Witness, wartime bombing survivor bonded by history

POIGNANT REUNION: Melvin Baker, left, the only remaining survivor of the sinking of warship HMS Gloucester in 1941, is reunited with Manny Kaligeros, who witnessed the incident in Greece when he was just nine years old
POIGNANT REUNION: Melvin Baker, left, the only remaining survivor of the sinking of warship HMS Gloucester in 1941, is reunited with Manny Kaligeros, who witnessed the incident in Greece when he was just nine years old
Image: ZAMANDULO MALONDE

In May 1941, at the age of nine, Manny Kaligero witnessed the bombing and sinking of the warship HMS Gloucester in Kythera, Greece, by German dive bombers in World War 2.

On Friday, nearly 79 years later, he bonded  over tea and cake  with South African and former Royal Navy volunteer Melvin Baker, who recently turned 100 and is the only remaining survivor of the historic ordeal.

Recounting the details of that fateful day when 722 died and only  85 survived — Baker among them —  the two men told the story as though it was a recent tale.

Baker was just 21 years old at the time.

“The date, May 22 1941, is stuck with me forever — it’s not something you forget,” he said at the cottage of family members  at Fairhaven in Humewood Extension, where he and Kaligero got together.

“Though over the years I have detached all emotion from it, I am still able to tell the story like it was something I watched on TV recently,” Baker added.

Baker and Kaligero were introduced by retired Port Elizabeth doctor Robert McDonald several years ago, while Kaligero was still a hairdresser in the city.

Neither recall the exact year they met for the first time.

McDonald had heard Kaligero’s witness account of the event while visiting his salon for a haircut and later introduced the two, Baker said.

Now 88, Kaligero remembers that fateful afternoon as vividly as Baker, saying it was only when he grew older that he realised the tragedy of it all.

At the time, Kaligero lived in Kapsali, Greece, and watched the bombing from a distance.

“I remember watching several smaller ships along with a big one [HMS Gloucester] sailing in Kythera and the Germans coming in to bomb the bigger ship.

“We watched it disappear into a big billow of smoke until very late in the evening and we had no idea what was going on.

“When we woke up the next  day it was clear and we only learnt later that the men who were in the ship were taken by the Germans.

“For us it was thrilling action to watch because we were kids who knew nothing about war, but as I grew older and learnt, I realised what a terrible ordeal they had gone through and I was very grateful to meet Mr Baker,” Kaligero said.

“I was worried thinking I would miss seeing him for the last time before I return to Greece for good,” he said.

Baker had visited relatives Chris and Pat Rhodes at their home two weeks after celebrating his 100th birthday on January 9.

For his birthday, the Grey High School alumnus received a letter from Birgitte, the Duchess of Gloucester, to honour him.

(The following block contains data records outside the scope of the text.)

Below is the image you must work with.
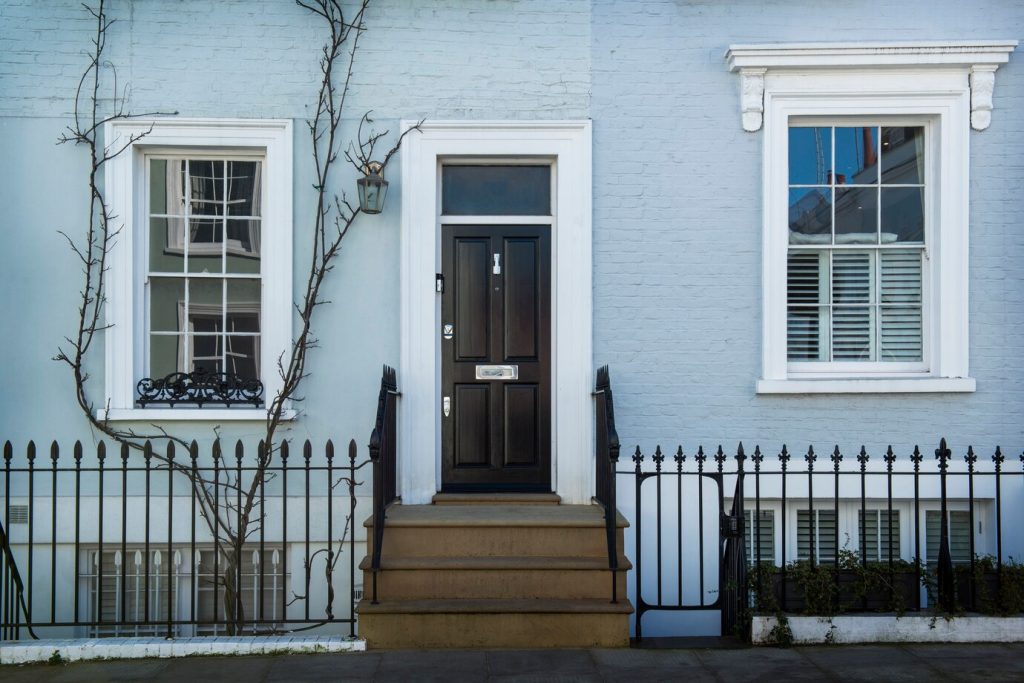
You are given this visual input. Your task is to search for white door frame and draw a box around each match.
[398,121,594,505]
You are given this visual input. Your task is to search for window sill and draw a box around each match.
[96,408,296,422]
[757,377,977,394]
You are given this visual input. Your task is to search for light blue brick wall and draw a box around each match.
[0,0,591,453]
[0,0,1024,452]
[592,1,1024,459]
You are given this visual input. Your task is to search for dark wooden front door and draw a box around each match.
[441,225,551,492]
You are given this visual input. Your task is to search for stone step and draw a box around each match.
[359,556,631,600]
[433,494,562,505]
[365,505,627,558]
[357,598,633,648]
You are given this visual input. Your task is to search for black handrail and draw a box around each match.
[0,520,39,640]
[719,443,749,637]
[594,366,620,602]
[370,366,401,604]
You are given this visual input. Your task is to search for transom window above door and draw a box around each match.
[441,163,552,216]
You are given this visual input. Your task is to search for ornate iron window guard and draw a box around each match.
[135,370,263,408]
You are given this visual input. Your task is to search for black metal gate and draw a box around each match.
[594,366,748,640]
[618,446,746,640]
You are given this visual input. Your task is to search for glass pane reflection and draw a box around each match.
[882,187,925,244]
[441,166,551,216]
[882,126,925,185]
[836,187,879,245]
[790,128,831,185]
[836,127,879,185]
[790,187,831,245]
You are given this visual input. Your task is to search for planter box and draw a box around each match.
[771,569,921,613]
[751,614,1024,645]
[956,569,999,611]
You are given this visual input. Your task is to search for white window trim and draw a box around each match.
[398,121,594,504]
[97,118,295,422]
[726,41,1017,394]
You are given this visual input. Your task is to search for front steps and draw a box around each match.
[358,494,633,648]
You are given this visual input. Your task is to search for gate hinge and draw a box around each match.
[719,512,741,539]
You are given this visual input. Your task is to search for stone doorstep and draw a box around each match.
[751,614,1024,645]
[0,635,367,665]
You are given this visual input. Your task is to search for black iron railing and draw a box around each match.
[135,368,263,408]
[594,366,620,602]
[0,522,37,640]
[617,438,1024,637]
[370,366,401,604]
[0,440,369,638]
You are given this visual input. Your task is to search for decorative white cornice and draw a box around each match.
[725,40,1017,132]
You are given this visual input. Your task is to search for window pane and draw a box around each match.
[148,335,184,379]
[441,166,551,216]
[150,278,185,332]
[188,159,224,216]
[831,306,874,360]
[836,187,879,245]
[857,510,900,562]
[786,306,828,360]
[227,280,260,332]
[835,127,879,185]
[150,159,185,216]
[227,161,263,216]
[188,325,224,373]
[790,128,831,185]
[188,217,224,272]
[797,510,836,562]
[225,335,259,379]
[882,187,925,244]
[831,251,874,303]
[790,187,831,245]
[882,126,925,184]
[743,510,775,564]
[150,218,185,272]
[188,278,224,332]
[227,219,260,273]
[925,510,971,564]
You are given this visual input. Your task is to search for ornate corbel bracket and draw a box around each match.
[739,69,768,133]
[971,65,998,130]
[725,40,1017,132]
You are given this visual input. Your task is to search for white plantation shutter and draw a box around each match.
[743,510,775,564]
[797,510,836,562]
[879,250,923,362]
[857,510,899,562]
[786,252,827,360]
[925,510,971,564]
[831,252,873,360]
[786,249,924,362]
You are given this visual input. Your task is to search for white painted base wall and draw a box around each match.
[751,615,1024,645]
[0,636,367,665]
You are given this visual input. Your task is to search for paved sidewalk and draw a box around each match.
[0,644,1024,683]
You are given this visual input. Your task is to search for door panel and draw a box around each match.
[454,240,490,360]
[441,225,551,490]
[453,384,490,467]
[502,384,540,466]
[505,239,539,360]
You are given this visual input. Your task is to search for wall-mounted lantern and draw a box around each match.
[355,161,387,213]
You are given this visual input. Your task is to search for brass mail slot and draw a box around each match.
[476,366,519,380]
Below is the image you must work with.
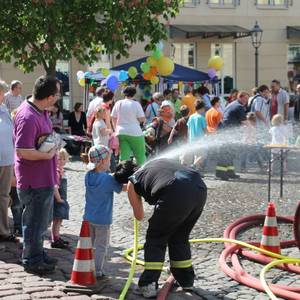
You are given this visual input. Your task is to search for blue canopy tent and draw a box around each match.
[111,57,210,82]
[84,57,210,109]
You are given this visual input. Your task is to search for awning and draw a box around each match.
[111,57,210,82]
[286,26,300,39]
[170,25,251,39]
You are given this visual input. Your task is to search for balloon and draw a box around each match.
[119,70,128,81]
[207,68,217,79]
[143,72,152,80]
[106,75,119,92]
[158,56,175,76]
[101,68,109,77]
[140,63,150,73]
[77,71,84,80]
[149,67,158,76]
[147,56,157,67]
[128,67,138,79]
[208,55,224,71]
[153,49,162,59]
[78,78,85,86]
[150,76,159,85]
[156,41,164,51]
[84,71,91,77]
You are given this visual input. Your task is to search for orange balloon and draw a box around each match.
[149,67,158,76]
[143,72,152,80]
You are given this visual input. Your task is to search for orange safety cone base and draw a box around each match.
[70,221,96,288]
[70,271,96,286]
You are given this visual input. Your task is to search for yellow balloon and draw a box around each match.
[157,56,175,76]
[147,56,157,67]
[101,68,109,77]
[78,78,85,87]
[208,55,224,71]
[150,76,159,85]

Written by Lieutenant Colonel Alastair Todd on behalf of the duchess, part of the letter reads: “She is very well aware of the service  that you gave  to the Royal Navy and  to HMS Gloucester in particular during the war and would want to thank you very much for the sacrifices that you and your family made.”

Baker said: “The letter from the duchess was very meaningful to me because I had met her in person at the decommissioning of the 10th Gloucester [ship]."

Surprisingly energetic for a 100-year-old, Baker holds a clear memory of the past and walks around without assistance. .

Though he now has a bit of trouble hearing, he does know his way around his smartphone.

“I never thought I would get to 100 years ... hell, I never thought I would make it past 21,” Baker quipped. 

Baker returned to Bedford yesterday afternoon, where he lives in a  retirement village.